From this analysis we can determine that the aforementioned individuals are central to AGU’s informatics and data science efforts. This information is beneficial for an organization as it seeks to understand and develop outreach, engagement, and leadership opportunities. There’s nothing wrong with having a few key collaborators you work with regularly. Yet, when combined with other data this may reveal opportunities for collaborative event planning and new initiatives.

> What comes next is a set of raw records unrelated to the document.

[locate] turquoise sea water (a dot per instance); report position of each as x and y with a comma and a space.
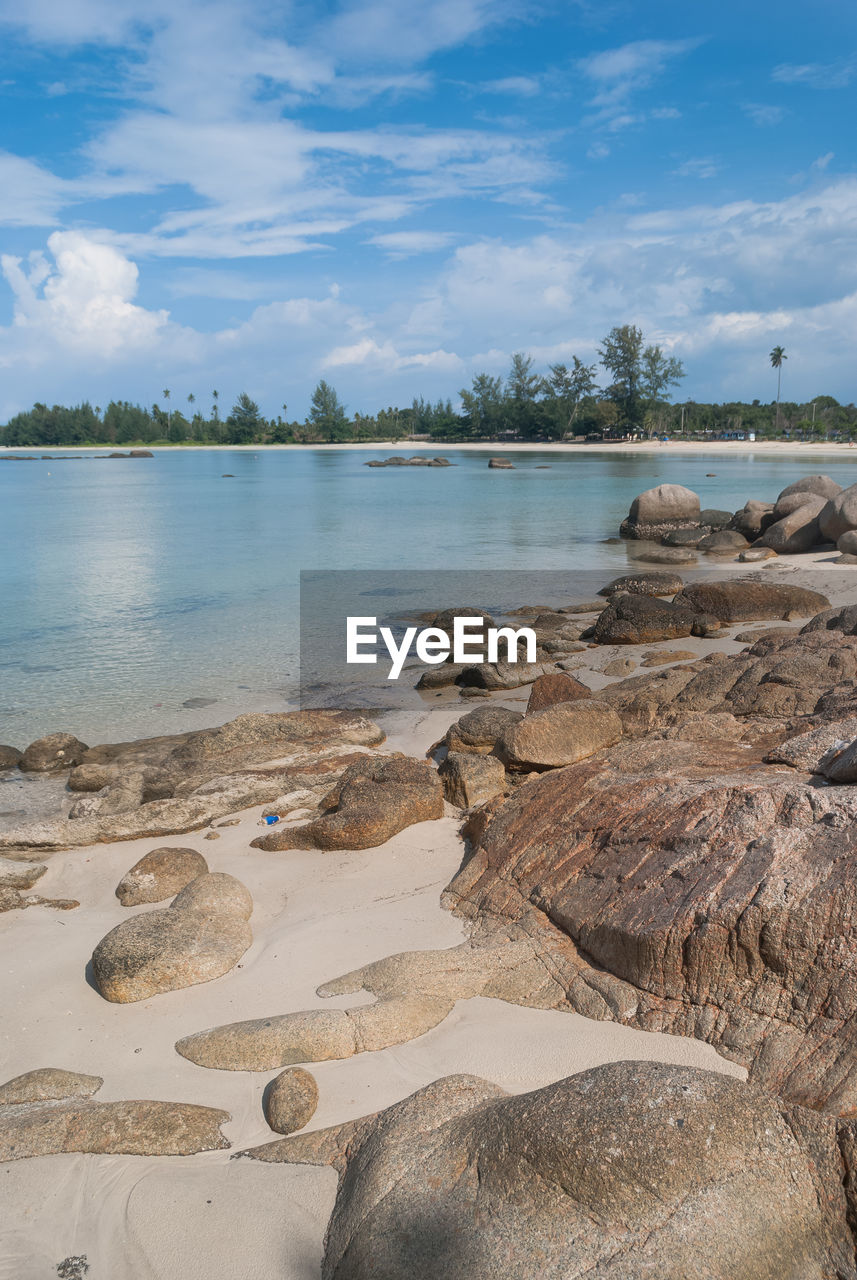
129, 586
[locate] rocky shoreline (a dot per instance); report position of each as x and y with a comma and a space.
650, 830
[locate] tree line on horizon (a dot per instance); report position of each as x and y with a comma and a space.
562, 403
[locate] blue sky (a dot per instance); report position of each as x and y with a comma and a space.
251, 195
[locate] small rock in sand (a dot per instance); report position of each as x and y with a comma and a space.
290, 1100
49, 1083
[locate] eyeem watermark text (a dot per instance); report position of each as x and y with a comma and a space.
471, 641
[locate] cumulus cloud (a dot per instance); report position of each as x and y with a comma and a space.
83, 298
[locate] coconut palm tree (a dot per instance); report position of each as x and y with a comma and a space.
778, 356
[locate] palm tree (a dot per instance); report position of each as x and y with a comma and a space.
778, 356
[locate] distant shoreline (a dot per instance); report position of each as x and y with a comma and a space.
728, 448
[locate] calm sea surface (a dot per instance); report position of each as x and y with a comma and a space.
129, 588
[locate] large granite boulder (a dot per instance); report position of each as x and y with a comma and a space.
289, 1101
560, 734
137, 1128
644, 584
470, 780
53, 753
624, 1171
644, 620
211, 773
839, 515
656, 511
754, 517
372, 803
200, 936
481, 730
817, 487
747, 600
723, 542
714, 891
796, 528
159, 876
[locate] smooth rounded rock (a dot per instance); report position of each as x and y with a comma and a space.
200, 936
53, 753
562, 734
290, 1100
159, 876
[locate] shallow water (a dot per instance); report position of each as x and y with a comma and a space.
131, 586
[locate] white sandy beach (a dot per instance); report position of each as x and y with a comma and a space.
316, 915
404, 448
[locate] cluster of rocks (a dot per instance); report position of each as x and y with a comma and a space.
623, 1171
200, 936
812, 512
416, 461
51, 1111
72, 457
183, 782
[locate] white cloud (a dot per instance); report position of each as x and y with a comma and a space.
83, 300
697, 167
30, 196
406, 243
385, 356
816, 74
762, 114
518, 86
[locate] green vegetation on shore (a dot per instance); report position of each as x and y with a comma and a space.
563, 402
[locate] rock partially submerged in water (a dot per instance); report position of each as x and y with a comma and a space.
53, 753
644, 620
201, 936
656, 511
748, 600
623, 1171
211, 773
644, 584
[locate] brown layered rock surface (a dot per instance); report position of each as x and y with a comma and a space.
779, 677
624, 1171
718, 888
374, 800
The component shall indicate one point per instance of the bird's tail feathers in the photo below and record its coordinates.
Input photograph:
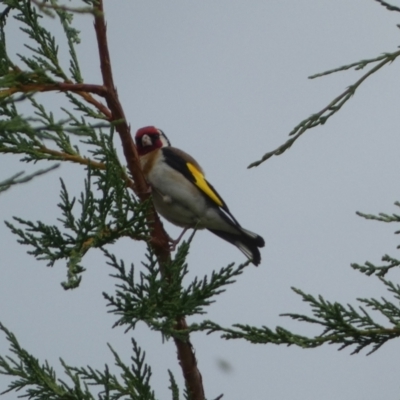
(247, 242)
(258, 240)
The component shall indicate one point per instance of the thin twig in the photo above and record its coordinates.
(319, 118)
(388, 6)
(58, 86)
(47, 8)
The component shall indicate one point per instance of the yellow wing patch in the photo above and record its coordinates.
(202, 184)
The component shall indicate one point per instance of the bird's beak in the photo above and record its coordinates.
(146, 141)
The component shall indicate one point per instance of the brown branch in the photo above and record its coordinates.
(159, 238)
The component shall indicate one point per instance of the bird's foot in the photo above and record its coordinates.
(173, 243)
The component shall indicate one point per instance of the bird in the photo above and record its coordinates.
(183, 196)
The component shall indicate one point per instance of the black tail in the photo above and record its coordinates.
(247, 242)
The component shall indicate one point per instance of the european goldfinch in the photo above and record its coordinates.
(182, 195)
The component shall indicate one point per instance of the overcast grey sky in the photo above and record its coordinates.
(226, 81)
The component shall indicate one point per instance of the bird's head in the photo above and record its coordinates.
(150, 138)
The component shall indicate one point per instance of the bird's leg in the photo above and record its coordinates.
(173, 242)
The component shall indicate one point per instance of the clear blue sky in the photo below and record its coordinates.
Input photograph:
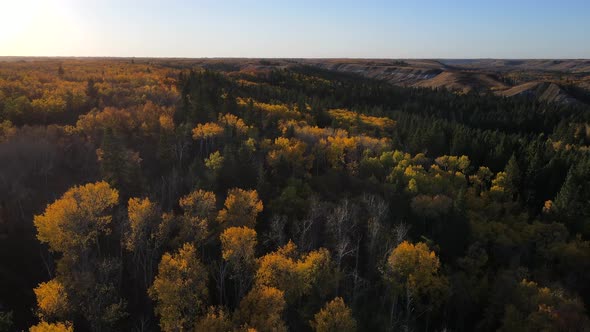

For example, some of the people on the outskirts of Figure 1 have few connections because

they are new to the field. Future software tools can leverage network analysis such that students and early career scientists can easily identify key projects and people in their field. But if we’re going to use data to drive our decision making then we need to do so properly. There’s a whole host of data management issues that need to be considered—many of which have been very well described by others in previous posts in this series. Data scientists spend 60% of their time cleaning and preparing data. The AGU data is no different. I appear in the historical AGU records as T. Narock, T. W. Narock, and Thomas Narock. A fair amount of disambiguation had to be applied to consolidate data and obtain the above results. Serious use of data driven decision making requires a long-term data management policy.

Facebook, LinkedIn, and many other companies are using these techniques to enhance their business. The AGU and similar organizations can do the same, but with the goal of enhancing communication, collaboration, and inclusion. The simple analysis in this post only considers one AGU Focus Group. The potential exists for data driven discoveries across the whole of AGU. Topic analysis, keyword trends, and collaboration across disciplines are a few examples of the types of analysis that can be done and ultimately integrated into the AGU strategy and structure. Many for-profit companies are using data science to enhance their bottom line. Let’s do the same for the enhancement of science.

—Tom Narock is an Assistant Professor of Information Technology at Marymount University.